Hi...I'm new to this forum and a novice at car repair. My fanbelt broke on my 1992 Pickup (2wd 4cyl). The truck has been in a slight front-end collision and right now I have the bumper, grille, AC condensor, radiator, and fan removed. I purchased a new belt and have it on, but how do I tighten the belt? Thanks everyone!


----------



## 4X4 (Nov 2, 2010)

Depends on which belt. You have three belts if you have the AC option. We'll call them Belt A B and C.

Belt (A) controls the Power Steering.
Belt (B) controls the AC Compressor. 
Belt (C) controls the Alternator and Water Pump.

Now those are labeled if you're going from front to back. seeing that you're talking about the fan belt, I'll assume it be belt (C) which is adjusted with the alternator. The top bolt is loosened then tightened when the correct tension is acquired. 

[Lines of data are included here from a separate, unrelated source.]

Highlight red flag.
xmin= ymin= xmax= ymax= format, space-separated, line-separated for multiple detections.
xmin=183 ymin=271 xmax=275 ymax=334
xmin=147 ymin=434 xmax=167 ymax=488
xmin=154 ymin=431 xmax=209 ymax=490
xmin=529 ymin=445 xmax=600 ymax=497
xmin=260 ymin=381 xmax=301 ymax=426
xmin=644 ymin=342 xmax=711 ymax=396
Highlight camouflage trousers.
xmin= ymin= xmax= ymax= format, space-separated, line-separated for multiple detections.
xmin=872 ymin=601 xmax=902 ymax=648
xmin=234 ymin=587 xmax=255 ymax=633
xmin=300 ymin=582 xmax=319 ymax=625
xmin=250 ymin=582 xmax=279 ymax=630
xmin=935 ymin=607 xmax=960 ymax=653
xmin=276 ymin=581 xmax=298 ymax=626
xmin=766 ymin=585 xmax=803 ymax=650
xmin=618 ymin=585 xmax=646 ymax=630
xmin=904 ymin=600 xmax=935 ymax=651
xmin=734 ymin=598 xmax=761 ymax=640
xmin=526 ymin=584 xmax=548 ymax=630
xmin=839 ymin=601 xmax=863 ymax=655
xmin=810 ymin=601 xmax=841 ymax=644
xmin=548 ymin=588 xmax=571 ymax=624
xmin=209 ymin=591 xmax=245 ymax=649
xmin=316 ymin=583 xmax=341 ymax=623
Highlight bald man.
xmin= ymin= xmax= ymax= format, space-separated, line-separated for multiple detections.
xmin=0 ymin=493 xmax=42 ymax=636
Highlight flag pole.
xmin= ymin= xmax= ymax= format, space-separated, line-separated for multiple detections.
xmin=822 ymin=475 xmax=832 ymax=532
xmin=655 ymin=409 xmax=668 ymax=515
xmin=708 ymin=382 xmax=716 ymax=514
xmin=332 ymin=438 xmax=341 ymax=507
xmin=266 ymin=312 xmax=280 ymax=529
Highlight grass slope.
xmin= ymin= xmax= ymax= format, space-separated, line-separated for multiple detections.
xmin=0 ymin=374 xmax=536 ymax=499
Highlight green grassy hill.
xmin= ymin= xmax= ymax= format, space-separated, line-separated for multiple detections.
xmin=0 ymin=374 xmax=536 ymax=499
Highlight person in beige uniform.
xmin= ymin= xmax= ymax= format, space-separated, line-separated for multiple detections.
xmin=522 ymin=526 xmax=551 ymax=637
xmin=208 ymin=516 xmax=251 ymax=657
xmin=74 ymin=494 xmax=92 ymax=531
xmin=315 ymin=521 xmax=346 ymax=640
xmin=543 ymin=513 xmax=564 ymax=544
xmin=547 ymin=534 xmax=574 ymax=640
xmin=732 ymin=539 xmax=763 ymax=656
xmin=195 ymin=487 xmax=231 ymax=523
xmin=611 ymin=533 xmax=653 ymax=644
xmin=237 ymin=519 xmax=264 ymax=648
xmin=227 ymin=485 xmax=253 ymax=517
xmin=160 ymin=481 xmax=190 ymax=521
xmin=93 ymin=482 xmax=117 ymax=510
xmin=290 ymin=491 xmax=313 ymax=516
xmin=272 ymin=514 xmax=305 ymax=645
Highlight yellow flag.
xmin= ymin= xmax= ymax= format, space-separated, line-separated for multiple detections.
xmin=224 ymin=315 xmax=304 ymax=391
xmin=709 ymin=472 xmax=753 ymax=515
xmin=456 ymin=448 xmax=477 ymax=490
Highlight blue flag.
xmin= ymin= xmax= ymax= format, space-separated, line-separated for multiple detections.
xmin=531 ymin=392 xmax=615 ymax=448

Just in case this isn't too helpful, Here's http://s1114.photobucket.com/albums/k525/sccopple/Helping stuff/?action=view&current=BeltDiagram.jpg picture of the Belt Diagram and it gives you the tension adjustment points. I hope this helps!


----------



## ButchM1 (Mar 15, 2011)

Thank you 4X4...I have the belt tighten now. The diagram was great! My truck is funny that it doesn't have power steering, but it does have A/C. Therefore, I have belts "B" and "C". Actually, I don't have A/C now, as my condensor in front of the radiator was damaged in the accident and I can't afford to replace it right now.


----------



## 4X4 (Nov 2, 2010)

You're very welcome! I'm always glad to be able to help anyone. Don't feel bad. Mine didn't come with AC lol. It was factory deleted. Very basic, All manual. No frills or excitement. I like it best that way, less can go wrong with! I only have Belts (A) and (C).


----------